1-1-2 A Typical Federated Training Process (Step 4 Above)
We now consider a template for FL training that encompasses the Federated Averaging algorithm of McMahan et al. and many others.
A server (service provider) orchestrates the training process, by repeating the following steps until training is stopped (at the discretion of the model engineer who is monitoring the training process):
The server samples from a set of clients meeting eligibility requirements. For example, mobile phones might only check in to the server if they are plugged in, on an unmetered wi-fi connection, and idle, in order to avoid impacting the user of the device.
The selected clients download the current model weights and a training program (e.g. a TensorFlow graph) from the server.
Each selected device locally computes an update to the model by executing the training program, which might for example run SGD on the local data (as in Federated Averaging).
The server collects an aggregate of the device updates. For efficiency, stragglers might be dropped at this point once a sufficient number of devices have reported results. This stage is also the integration point for many other techniques which will be discussed later, possibly including: secure aggregation for added privacy, lossy compression of aggregates for communication efficiency, and noise addition and update clipping for differential privacy.
The server locally updates the shared model based on the aggregated update computed from the clients that participated in the current round.
Table 2 gives typical order-of-magnitude sizes for the quantities involved in a typical federated learning application on mobile devices.
1-2 Federated Learning Research
Needless to say, most researchers working on federated learning problems will likely not be deploying production FL systems, nor have access to fleets of millions of real-world devices.

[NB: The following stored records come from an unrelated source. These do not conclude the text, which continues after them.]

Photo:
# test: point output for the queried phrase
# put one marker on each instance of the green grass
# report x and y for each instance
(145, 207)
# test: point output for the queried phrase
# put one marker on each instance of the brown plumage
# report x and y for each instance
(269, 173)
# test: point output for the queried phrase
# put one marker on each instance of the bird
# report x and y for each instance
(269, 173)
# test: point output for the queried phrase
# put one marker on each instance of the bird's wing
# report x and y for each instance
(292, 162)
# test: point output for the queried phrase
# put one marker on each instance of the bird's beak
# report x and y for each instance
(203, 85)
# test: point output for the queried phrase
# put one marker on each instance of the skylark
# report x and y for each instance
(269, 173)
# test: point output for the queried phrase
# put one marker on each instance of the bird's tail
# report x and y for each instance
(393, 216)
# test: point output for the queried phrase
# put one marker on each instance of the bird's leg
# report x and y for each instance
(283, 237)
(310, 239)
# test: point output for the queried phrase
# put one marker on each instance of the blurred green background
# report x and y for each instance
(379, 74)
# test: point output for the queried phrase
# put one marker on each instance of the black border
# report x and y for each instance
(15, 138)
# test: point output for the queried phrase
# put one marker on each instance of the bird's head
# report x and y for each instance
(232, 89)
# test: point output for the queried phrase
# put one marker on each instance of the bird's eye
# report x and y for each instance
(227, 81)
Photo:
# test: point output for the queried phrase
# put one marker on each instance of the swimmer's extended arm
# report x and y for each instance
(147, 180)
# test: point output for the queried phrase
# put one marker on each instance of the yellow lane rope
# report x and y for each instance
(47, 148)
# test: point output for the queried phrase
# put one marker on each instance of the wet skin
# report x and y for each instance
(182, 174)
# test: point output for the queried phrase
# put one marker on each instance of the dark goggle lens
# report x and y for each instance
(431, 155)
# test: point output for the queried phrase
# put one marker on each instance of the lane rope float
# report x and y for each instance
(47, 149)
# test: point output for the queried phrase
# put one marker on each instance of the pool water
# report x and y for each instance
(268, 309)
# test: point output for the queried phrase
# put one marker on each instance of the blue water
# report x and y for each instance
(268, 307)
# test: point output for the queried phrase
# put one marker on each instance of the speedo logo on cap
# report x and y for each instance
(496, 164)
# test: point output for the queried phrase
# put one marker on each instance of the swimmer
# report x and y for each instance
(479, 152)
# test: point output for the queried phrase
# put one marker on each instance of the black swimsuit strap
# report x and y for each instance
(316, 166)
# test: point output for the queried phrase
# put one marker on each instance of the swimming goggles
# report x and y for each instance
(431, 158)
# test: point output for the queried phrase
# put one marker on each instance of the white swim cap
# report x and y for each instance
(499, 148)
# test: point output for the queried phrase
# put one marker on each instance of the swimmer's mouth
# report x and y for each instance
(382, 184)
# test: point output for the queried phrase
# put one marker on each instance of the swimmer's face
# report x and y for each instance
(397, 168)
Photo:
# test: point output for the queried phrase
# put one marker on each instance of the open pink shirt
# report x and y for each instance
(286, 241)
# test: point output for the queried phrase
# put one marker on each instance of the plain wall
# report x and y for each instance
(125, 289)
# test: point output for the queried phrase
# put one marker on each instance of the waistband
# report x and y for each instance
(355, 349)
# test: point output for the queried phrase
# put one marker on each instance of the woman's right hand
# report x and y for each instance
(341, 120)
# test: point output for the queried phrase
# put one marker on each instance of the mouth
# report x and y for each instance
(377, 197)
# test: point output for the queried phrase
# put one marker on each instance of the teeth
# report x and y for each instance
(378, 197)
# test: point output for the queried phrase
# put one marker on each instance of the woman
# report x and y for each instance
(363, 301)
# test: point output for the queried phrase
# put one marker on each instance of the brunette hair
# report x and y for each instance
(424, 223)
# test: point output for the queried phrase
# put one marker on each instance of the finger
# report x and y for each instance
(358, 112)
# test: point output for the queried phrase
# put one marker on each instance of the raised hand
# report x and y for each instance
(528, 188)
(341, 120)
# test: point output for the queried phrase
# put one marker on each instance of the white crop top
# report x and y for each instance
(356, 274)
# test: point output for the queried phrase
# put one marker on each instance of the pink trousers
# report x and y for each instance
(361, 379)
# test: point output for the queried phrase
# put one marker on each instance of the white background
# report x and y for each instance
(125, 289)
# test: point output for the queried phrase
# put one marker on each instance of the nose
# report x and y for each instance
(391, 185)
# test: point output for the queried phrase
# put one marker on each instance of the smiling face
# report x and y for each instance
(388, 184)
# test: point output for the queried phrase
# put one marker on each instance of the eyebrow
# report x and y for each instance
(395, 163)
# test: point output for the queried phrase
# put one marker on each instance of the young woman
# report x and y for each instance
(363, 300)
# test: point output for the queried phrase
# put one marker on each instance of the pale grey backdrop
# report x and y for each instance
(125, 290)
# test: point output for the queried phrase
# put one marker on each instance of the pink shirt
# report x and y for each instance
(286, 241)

The need for simulation also has ramifications for the presentation of FL research. While not intended to be authoritative or absolute, we make the following modest suggestions for presenting FL research that addresses the open problems we describe:
It is important to precisely describe the details of the particular FL setting of interest, particularly when the proposed approach makes assumptions that may not be appropriate in all settings.
Of course, details of any simulations should be presented in order to make the research reproducible.
Privacy and communication efficiency are always first-order concerns in FL, even if the experiments are simulations running on a single machine using public data.
Section 2 builds on the ideas in Table 1, exploring other FL settings and problems beyond the original focus on cross-device settings.
Section 3 then turns to core questions around improving the efficiency and effectiveness of federated learning
Section 4 undertakes a careful consideration of threat models and considers a range of technologies toward the goal of achieving rigorous privacy protections. As with all machine learning systems, in federated learning applications there may be incentives to manipulate the models being trained, and failures of various kinds are inevitable;
These challenges are discussed in Section 5.
Finally, we address the important challenges of providing fair and unbiased models in Section 6.